16. The system of claim 15, wherein the one or more pattern strength metrics are determined as a deviance of a likelihood ratio test statistic from a mean of a chi-squared distribution that the likelihood ratio test statistic follows, wherein the likelihood ratio test statistic is determined based on an exponentiation of a difference between the one or more first difference measures and the one or more second difference measures.

17. The system of claim 8, wherein the instructions are executable by the one or more processors to configure the system to generate the report based on the one or more relevance scores associated with each particular dimensionality-reduced dataset.

18. The system of claim 17, wherein the one or more conditions comprise the one or more relevance scores of the set of dimensionality-reduced datasets satisfying one or more threshold relevance values.

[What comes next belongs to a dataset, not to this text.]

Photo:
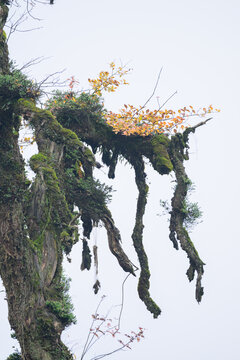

19. The system of claim 17, wherein the report (a) sorts at least a subset of dimensionality-reduced datasets of the plurality of dimensionality-reduced datasets based on the one or more relevance scores of the subset of dimensionality-reduced datasets or (b) identifies a subset of dimensionality-reduced datasets of the plurality of dimensionality-reduced datasets for which the one or more relevance scores satisfy one or more conditions.

20. A system for facilitating analysis of dimensionality-reduced data, comprising:

one or more processors; and

one or more computer-readable recording media that store instructions that are executable by the one or more processors to configure the system to: access an input dataset; initialize a set of parameters for a dimensionality reduction module from a predefined search space utilizing a parameter search module; until a stop condition is satisfied: generate a set of dimensionality-reduced datasets by processing the input dataset with the dimensionality reduction module using the set of parameters; for each particular dimensionality-reduced dataset of the set of dimensionality-reduced datasets, determine one or more relevance scores by (i) generating one or more digital signals based on the particular dimensionality-reduced dataset and applying digital signal processing to the one or more digital signals, or (ii) generating spatial analysis output based on the particular dimensionality-reduced dataset and applying hypothesis testing to the spatial analysis output using a null hypothesis of spatial randomness; and update the set of parameters for the dimensionality reduction module based on an evaluation of the one or more relevance scores for each particular dimensionality-reduced dataset of the set of dimensionality-reduced datasets; and in response to the stop condition being satisfied, output a final set of parameters for the dimensionality reduction module.